Aim: This study aimed to develop and evaluate a bioinformatics pipeline for calling HLA-C alleles from exomes.
Methods: Our workflow uses a new version of hla-mapper (v.5 under development) to realign all reads related to HLA genes and to call SNPs and InDels in the coding DNA sequence (CDS) region from 233 Brazilian samples. Then, we used these variants and respective haplotypes to detect the HLA-C alleles present in each sample. While some samples presented well-defined allele combinations, others presented ambiguities due to missing alleles, and others did not present an allele combination due to errors in genotyping and missing alleles. Because: i) most SNP genotyping errors are related to homozygosity with low coverage ( <8 reads), ii) unbalanced heterozygous, and iii) homozygous calls with noise for another allele, are frequently related to probe-capture bias, we confirmed (or corrected) HLA-C typing using HIBAG. Taking advantage of a multiethnic reference panel, consisting of 5,196 samples provided by the SNP-HLA Reference Consortium (SHLARC) and the Brazilian SABE cohort, we implemented a reference panel with SNPs from the CDS region of class I HLA genes, imputing HLA-C afterward.
Results: Our model demonstrated a robust performance, with 92% of samples achieving posterior probabilities exceeding 0.8 (statistical HIBAG cut-off). Then, we compared the imputed alleles with the ones obtained from hla-mapper, to manually define the correct typing for each sample. Our findings demonstrated that the combination of tools for HLA alignment and SNP detection, together with imputation using multi-ethnic panels, generated a reliable computational solution for HLA-C allele prediction from exomes.

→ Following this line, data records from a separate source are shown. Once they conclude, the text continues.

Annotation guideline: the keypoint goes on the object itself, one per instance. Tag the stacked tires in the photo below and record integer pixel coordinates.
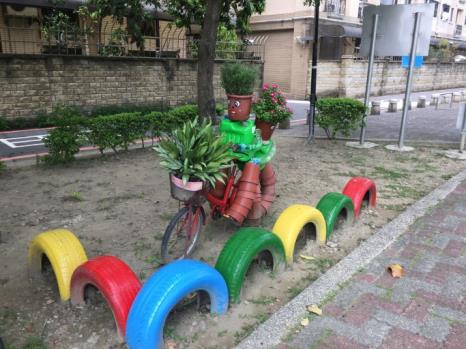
(140, 311)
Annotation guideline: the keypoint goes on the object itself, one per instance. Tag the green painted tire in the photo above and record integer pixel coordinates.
(331, 205)
(238, 253)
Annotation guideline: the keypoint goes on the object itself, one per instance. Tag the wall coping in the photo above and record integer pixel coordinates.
(113, 58)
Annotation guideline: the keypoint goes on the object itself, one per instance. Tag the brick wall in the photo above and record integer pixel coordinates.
(33, 83)
(348, 77)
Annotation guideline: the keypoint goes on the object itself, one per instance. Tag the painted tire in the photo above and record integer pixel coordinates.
(64, 252)
(162, 291)
(238, 253)
(290, 223)
(331, 205)
(357, 188)
(114, 279)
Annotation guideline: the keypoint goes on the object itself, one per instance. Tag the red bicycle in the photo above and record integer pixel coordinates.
(182, 233)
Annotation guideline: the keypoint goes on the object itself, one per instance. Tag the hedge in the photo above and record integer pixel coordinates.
(114, 132)
(339, 115)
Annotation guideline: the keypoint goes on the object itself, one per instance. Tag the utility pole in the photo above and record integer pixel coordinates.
(313, 94)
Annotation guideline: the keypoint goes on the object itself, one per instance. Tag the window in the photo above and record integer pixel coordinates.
(445, 12)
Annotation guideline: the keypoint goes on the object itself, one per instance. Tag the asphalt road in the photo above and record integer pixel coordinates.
(22, 142)
(427, 125)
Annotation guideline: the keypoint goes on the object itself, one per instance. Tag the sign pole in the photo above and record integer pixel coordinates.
(412, 57)
(313, 92)
(463, 132)
(369, 77)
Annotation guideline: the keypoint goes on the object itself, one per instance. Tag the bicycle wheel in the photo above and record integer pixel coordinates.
(181, 234)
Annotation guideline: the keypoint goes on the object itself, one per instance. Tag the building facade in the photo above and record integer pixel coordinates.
(287, 27)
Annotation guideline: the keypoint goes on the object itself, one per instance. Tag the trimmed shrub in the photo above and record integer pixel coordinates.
(128, 108)
(114, 131)
(339, 115)
(238, 79)
(64, 141)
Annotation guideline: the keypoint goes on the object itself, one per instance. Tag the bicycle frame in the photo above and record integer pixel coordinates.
(221, 205)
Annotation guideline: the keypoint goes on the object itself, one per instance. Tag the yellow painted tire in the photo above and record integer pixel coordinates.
(292, 221)
(65, 253)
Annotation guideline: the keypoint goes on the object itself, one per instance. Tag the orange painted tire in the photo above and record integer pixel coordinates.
(357, 188)
(114, 279)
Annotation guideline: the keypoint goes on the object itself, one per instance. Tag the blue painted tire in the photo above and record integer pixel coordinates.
(162, 291)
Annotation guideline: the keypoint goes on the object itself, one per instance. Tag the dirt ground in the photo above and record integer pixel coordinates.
(120, 205)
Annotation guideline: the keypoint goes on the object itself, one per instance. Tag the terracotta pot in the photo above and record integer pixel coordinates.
(236, 217)
(267, 171)
(248, 194)
(251, 173)
(239, 107)
(285, 124)
(242, 201)
(266, 129)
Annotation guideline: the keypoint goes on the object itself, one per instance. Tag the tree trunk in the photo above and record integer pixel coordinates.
(206, 62)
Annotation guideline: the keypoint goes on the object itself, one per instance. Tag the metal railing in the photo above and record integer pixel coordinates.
(31, 40)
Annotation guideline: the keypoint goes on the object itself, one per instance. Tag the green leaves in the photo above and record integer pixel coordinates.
(238, 79)
(339, 115)
(193, 151)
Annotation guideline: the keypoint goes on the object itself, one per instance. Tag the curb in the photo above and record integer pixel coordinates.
(271, 332)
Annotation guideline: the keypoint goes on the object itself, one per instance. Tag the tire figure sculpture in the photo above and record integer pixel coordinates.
(162, 291)
(332, 205)
(114, 279)
(357, 190)
(291, 222)
(240, 250)
(65, 253)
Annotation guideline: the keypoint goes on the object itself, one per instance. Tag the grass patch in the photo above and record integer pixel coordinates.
(385, 173)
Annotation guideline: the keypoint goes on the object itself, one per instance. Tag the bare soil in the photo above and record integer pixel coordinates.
(120, 205)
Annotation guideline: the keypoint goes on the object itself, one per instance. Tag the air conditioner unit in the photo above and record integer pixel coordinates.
(23, 11)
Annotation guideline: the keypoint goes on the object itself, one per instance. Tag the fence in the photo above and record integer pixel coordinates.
(31, 40)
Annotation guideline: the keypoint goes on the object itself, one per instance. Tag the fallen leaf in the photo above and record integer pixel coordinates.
(308, 258)
(314, 309)
(396, 270)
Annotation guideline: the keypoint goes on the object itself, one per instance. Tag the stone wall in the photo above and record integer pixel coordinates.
(30, 84)
(348, 77)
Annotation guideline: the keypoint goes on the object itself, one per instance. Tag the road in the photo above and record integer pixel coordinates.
(17, 143)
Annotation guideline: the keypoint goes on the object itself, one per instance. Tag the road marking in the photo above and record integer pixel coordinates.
(23, 142)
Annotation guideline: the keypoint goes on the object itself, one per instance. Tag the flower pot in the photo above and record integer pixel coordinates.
(285, 124)
(266, 129)
(239, 107)
(191, 191)
(250, 173)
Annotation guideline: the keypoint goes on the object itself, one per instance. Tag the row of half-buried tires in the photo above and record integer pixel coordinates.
(140, 312)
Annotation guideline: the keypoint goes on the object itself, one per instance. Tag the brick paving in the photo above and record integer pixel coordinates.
(424, 309)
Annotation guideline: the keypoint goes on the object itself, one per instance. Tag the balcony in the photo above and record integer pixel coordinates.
(334, 8)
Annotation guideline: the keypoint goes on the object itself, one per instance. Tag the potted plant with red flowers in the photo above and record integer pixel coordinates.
(270, 110)
(238, 80)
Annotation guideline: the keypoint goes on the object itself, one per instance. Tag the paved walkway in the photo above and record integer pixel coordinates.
(424, 309)
(425, 125)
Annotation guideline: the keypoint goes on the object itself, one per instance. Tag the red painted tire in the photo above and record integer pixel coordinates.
(114, 279)
(357, 188)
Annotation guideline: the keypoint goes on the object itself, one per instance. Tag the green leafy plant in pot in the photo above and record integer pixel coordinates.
(194, 156)
(270, 110)
(238, 80)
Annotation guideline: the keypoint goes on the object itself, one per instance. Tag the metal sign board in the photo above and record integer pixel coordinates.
(395, 29)
(461, 119)
(418, 61)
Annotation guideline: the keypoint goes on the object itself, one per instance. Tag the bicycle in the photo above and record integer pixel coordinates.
(182, 233)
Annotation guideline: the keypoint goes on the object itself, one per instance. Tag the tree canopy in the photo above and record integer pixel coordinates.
(234, 14)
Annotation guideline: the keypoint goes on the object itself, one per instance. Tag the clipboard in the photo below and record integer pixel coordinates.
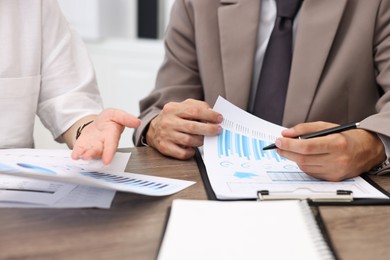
(339, 198)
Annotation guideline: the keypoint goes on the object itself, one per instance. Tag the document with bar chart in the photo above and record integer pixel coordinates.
(238, 168)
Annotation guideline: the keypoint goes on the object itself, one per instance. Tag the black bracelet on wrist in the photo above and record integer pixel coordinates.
(80, 129)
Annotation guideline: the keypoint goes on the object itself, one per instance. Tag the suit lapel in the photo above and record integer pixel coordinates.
(317, 27)
(238, 24)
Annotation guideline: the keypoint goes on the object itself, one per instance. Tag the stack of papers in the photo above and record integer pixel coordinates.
(50, 178)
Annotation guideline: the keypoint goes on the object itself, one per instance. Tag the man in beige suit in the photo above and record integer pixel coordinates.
(340, 73)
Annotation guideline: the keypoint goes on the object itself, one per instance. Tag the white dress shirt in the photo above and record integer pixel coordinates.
(266, 25)
(44, 70)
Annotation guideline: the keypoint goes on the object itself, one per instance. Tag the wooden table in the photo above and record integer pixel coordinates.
(134, 226)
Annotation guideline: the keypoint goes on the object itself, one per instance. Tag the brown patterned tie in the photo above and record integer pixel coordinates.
(272, 87)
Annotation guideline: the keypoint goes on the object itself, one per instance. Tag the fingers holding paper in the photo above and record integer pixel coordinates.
(100, 138)
(181, 126)
(333, 157)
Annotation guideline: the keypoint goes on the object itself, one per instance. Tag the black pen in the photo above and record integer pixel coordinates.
(333, 130)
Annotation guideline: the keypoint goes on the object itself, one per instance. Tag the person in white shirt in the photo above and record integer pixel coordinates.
(45, 71)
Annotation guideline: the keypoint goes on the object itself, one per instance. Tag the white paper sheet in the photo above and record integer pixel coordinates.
(238, 168)
(242, 230)
(21, 192)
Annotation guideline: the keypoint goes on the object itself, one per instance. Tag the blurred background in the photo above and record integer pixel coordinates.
(124, 41)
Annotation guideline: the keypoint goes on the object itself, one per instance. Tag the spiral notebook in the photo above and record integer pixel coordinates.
(242, 230)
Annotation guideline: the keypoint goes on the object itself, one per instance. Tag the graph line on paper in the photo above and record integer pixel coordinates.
(153, 185)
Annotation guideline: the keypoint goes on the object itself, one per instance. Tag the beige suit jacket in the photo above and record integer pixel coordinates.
(340, 69)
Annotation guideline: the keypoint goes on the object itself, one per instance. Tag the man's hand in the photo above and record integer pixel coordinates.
(100, 138)
(182, 126)
(333, 157)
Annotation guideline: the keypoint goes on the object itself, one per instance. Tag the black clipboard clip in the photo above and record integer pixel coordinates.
(338, 196)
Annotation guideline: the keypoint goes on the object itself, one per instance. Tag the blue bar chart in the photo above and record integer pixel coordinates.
(126, 181)
(236, 144)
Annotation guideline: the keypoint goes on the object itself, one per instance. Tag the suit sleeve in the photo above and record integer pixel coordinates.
(178, 78)
(380, 122)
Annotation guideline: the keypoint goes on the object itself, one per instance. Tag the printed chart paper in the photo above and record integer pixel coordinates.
(57, 165)
(237, 166)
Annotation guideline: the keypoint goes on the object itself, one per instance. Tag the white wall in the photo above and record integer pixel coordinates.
(125, 66)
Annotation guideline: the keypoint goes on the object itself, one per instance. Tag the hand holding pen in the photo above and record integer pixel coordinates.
(332, 156)
(328, 131)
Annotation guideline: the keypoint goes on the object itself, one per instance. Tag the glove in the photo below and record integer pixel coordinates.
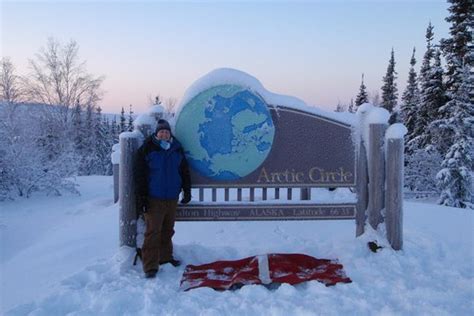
(142, 204)
(186, 198)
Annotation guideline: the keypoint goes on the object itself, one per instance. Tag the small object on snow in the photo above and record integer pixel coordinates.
(151, 274)
(373, 246)
(138, 254)
(277, 269)
(174, 262)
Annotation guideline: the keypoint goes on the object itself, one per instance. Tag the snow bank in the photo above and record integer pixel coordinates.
(60, 256)
(397, 130)
(134, 134)
(223, 76)
(378, 116)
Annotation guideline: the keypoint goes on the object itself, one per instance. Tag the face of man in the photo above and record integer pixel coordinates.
(163, 134)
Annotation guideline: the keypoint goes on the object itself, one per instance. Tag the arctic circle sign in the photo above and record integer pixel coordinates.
(227, 131)
(237, 134)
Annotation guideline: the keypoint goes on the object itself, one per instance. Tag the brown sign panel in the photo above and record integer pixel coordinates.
(308, 150)
(254, 212)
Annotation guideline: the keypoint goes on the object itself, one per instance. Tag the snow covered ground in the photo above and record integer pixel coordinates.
(60, 256)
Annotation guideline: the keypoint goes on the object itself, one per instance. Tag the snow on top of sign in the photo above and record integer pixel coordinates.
(157, 108)
(115, 157)
(364, 108)
(144, 119)
(378, 115)
(134, 134)
(397, 130)
(223, 76)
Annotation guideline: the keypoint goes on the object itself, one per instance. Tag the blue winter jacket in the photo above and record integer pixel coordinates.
(161, 173)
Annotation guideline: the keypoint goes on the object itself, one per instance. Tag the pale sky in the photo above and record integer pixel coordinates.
(313, 50)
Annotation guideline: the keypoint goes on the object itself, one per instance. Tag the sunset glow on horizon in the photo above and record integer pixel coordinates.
(315, 51)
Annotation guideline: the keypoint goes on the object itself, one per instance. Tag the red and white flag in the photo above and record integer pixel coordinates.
(263, 269)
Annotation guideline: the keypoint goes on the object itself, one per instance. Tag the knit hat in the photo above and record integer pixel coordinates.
(162, 124)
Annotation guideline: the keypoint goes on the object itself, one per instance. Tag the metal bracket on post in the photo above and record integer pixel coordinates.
(376, 173)
(394, 194)
(362, 190)
(127, 203)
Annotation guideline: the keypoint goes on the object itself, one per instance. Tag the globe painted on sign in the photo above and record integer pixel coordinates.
(226, 131)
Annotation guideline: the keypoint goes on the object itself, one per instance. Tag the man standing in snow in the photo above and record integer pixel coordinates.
(161, 172)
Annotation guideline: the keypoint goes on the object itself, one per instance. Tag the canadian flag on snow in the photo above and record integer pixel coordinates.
(263, 269)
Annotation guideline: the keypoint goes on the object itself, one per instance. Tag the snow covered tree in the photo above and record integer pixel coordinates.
(340, 107)
(103, 145)
(458, 49)
(455, 179)
(130, 119)
(10, 85)
(352, 108)
(362, 97)
(389, 88)
(114, 130)
(59, 78)
(421, 167)
(122, 122)
(410, 101)
(432, 97)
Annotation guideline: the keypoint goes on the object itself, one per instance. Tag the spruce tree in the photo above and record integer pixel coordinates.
(410, 101)
(458, 49)
(421, 136)
(362, 97)
(455, 179)
(352, 108)
(114, 130)
(122, 122)
(389, 88)
(130, 119)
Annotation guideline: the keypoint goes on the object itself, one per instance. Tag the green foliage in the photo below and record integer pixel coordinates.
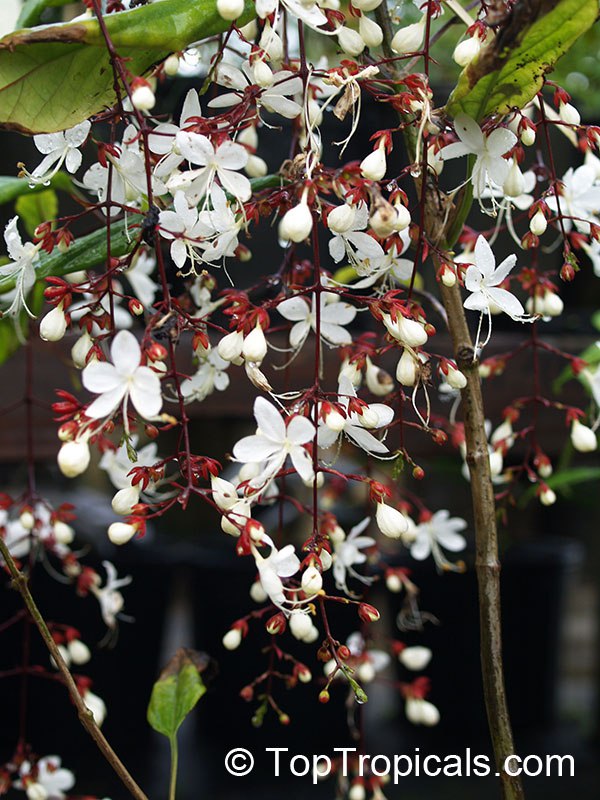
(176, 692)
(36, 207)
(510, 72)
(55, 76)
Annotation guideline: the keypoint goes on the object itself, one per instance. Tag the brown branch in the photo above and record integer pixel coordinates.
(19, 582)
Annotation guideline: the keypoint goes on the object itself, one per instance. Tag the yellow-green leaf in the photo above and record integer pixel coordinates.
(510, 70)
(177, 691)
(55, 76)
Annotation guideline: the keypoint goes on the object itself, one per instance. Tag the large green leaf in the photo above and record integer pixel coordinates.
(176, 692)
(55, 76)
(510, 70)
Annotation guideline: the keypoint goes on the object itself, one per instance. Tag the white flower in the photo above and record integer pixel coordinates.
(441, 530)
(221, 162)
(274, 441)
(48, 774)
(482, 279)
(489, 164)
(347, 553)
(122, 380)
(59, 148)
(110, 598)
(274, 98)
(333, 315)
(579, 198)
(21, 269)
(354, 424)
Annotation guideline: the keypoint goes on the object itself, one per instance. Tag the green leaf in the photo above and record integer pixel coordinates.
(37, 207)
(55, 76)
(11, 188)
(32, 11)
(510, 71)
(177, 691)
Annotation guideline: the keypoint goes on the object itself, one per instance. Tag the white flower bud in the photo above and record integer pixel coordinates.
(230, 9)
(262, 73)
(121, 532)
(538, 223)
(455, 378)
(466, 51)
(171, 65)
(514, 185)
(53, 325)
(256, 167)
(124, 500)
(410, 38)
(296, 224)
(415, 658)
(374, 166)
(341, 218)
(390, 521)
(406, 371)
(257, 593)
(230, 346)
(350, 41)
(79, 652)
(232, 639)
(378, 381)
(80, 350)
(547, 497)
(63, 533)
(35, 791)
(224, 493)
(569, 114)
(371, 33)
(583, 438)
(528, 137)
(143, 98)
(300, 624)
(73, 458)
(366, 672)
(552, 304)
(312, 580)
(254, 348)
(96, 705)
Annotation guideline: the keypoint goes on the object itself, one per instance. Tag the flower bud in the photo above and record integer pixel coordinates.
(312, 580)
(80, 350)
(142, 97)
(455, 378)
(230, 346)
(53, 325)
(73, 458)
(350, 41)
(230, 9)
(538, 223)
(121, 532)
(370, 32)
(296, 224)
(124, 500)
(415, 658)
(390, 521)
(374, 166)
(254, 348)
(466, 51)
(79, 652)
(514, 185)
(232, 639)
(63, 533)
(410, 38)
(583, 438)
(341, 218)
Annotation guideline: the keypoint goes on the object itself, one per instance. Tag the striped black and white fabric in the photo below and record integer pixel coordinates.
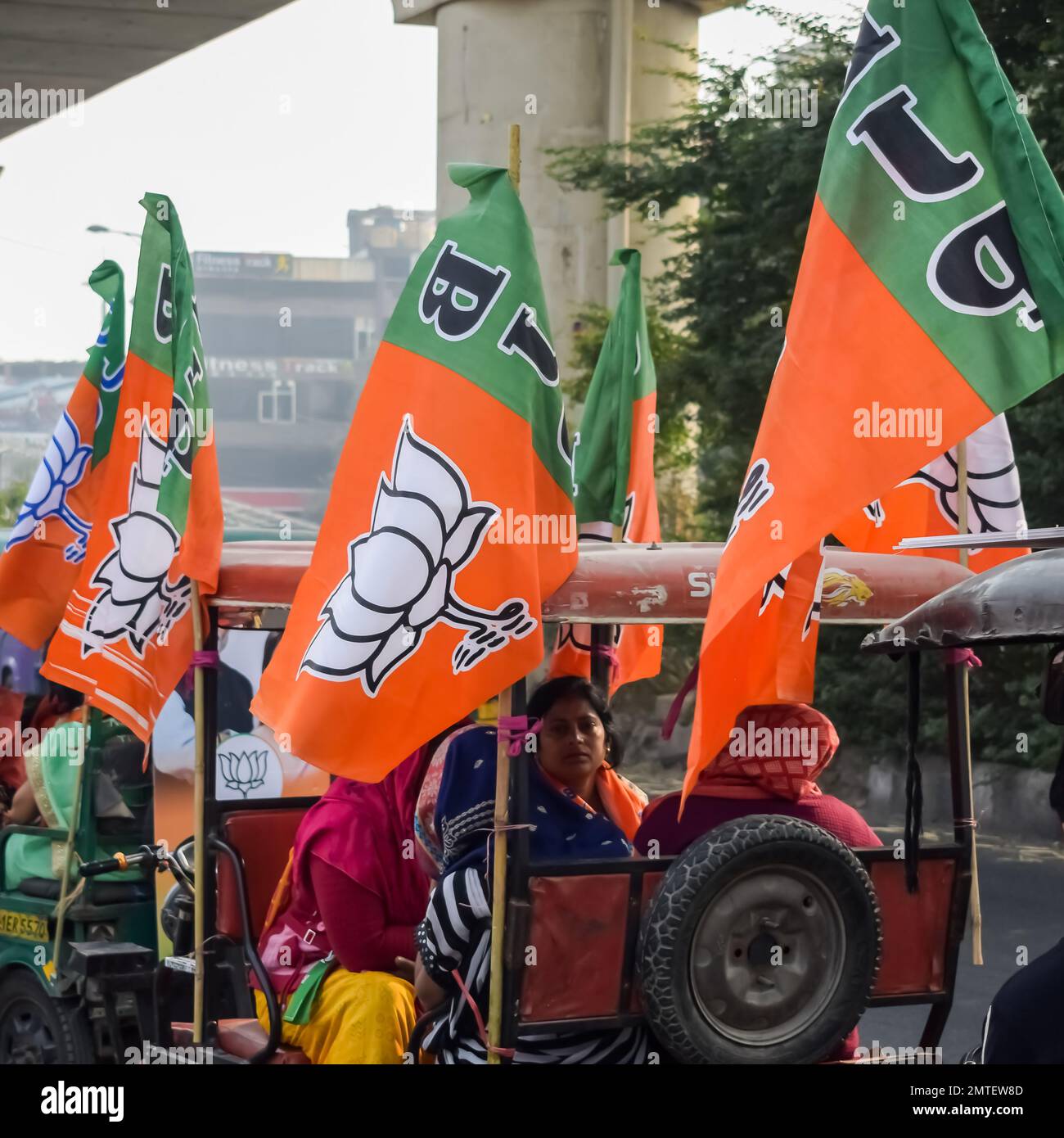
(457, 934)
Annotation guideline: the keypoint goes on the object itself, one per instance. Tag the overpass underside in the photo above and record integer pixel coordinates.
(92, 44)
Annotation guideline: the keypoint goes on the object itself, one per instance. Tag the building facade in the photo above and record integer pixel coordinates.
(289, 341)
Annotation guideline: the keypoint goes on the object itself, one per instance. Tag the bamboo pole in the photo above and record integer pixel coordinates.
(963, 528)
(502, 784)
(200, 830)
(72, 833)
(498, 880)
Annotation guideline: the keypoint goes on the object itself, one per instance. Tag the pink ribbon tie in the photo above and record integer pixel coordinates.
(515, 729)
(963, 656)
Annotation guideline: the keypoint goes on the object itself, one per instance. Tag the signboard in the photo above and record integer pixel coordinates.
(241, 264)
(279, 368)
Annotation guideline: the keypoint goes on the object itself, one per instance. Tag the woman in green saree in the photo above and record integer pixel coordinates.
(49, 793)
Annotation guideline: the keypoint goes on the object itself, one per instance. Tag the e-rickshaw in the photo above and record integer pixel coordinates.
(615, 942)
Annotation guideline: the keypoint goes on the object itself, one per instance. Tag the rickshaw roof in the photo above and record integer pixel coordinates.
(1017, 603)
(670, 583)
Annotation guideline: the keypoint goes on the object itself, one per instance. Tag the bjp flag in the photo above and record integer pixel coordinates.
(926, 504)
(50, 535)
(125, 638)
(451, 513)
(614, 473)
(930, 298)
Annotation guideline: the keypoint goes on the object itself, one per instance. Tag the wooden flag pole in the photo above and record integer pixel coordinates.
(963, 528)
(502, 785)
(200, 829)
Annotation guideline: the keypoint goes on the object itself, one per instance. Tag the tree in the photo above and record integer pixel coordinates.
(729, 286)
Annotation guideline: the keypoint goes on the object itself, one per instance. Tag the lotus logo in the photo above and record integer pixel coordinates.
(244, 770)
(61, 470)
(402, 574)
(137, 598)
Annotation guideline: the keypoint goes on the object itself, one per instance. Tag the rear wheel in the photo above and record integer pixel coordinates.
(40, 1029)
(761, 945)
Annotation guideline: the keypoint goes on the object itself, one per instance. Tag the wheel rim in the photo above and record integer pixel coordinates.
(767, 955)
(26, 1039)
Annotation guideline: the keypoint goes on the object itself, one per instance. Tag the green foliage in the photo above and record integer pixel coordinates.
(729, 286)
(11, 499)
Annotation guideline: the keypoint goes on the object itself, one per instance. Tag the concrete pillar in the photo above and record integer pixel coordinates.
(570, 73)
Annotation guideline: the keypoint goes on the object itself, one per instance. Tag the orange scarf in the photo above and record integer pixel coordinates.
(621, 800)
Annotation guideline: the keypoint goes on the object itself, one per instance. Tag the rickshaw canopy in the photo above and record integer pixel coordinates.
(1019, 603)
(670, 583)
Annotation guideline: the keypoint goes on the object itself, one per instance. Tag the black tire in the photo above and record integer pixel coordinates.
(731, 887)
(40, 1029)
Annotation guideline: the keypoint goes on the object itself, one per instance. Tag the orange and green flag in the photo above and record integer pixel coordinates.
(926, 504)
(50, 535)
(125, 638)
(930, 298)
(451, 513)
(614, 473)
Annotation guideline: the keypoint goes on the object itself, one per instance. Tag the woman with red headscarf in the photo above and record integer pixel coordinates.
(769, 765)
(340, 936)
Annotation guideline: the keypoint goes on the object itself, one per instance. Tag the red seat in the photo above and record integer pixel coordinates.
(263, 839)
(244, 1038)
(915, 927)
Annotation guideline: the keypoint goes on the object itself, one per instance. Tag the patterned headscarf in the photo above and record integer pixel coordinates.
(776, 750)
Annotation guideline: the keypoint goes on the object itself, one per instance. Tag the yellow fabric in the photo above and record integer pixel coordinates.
(358, 1018)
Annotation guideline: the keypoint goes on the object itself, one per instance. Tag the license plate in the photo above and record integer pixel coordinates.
(23, 925)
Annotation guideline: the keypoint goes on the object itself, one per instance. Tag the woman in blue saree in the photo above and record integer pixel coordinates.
(582, 809)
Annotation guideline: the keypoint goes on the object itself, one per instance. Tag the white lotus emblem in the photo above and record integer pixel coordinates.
(401, 580)
(138, 600)
(61, 470)
(244, 770)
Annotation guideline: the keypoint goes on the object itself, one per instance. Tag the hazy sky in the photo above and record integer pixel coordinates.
(263, 138)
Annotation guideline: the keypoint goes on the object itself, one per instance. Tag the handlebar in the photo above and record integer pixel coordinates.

Conclusion: This approach may facilitate the exploration of the HLA-C gene across diverse biobanked exome collections,providing tools for improving capture probes in WES technologies.
Footnotes: Financial support: FAPESP (Grant #2021/14851-9 and #2023/00238-9), CAPES/COFECUB project (CAPES project #88881.879003/2023-01, COFECUB Me #1044/24) and CNPq (project #302060/2019-7).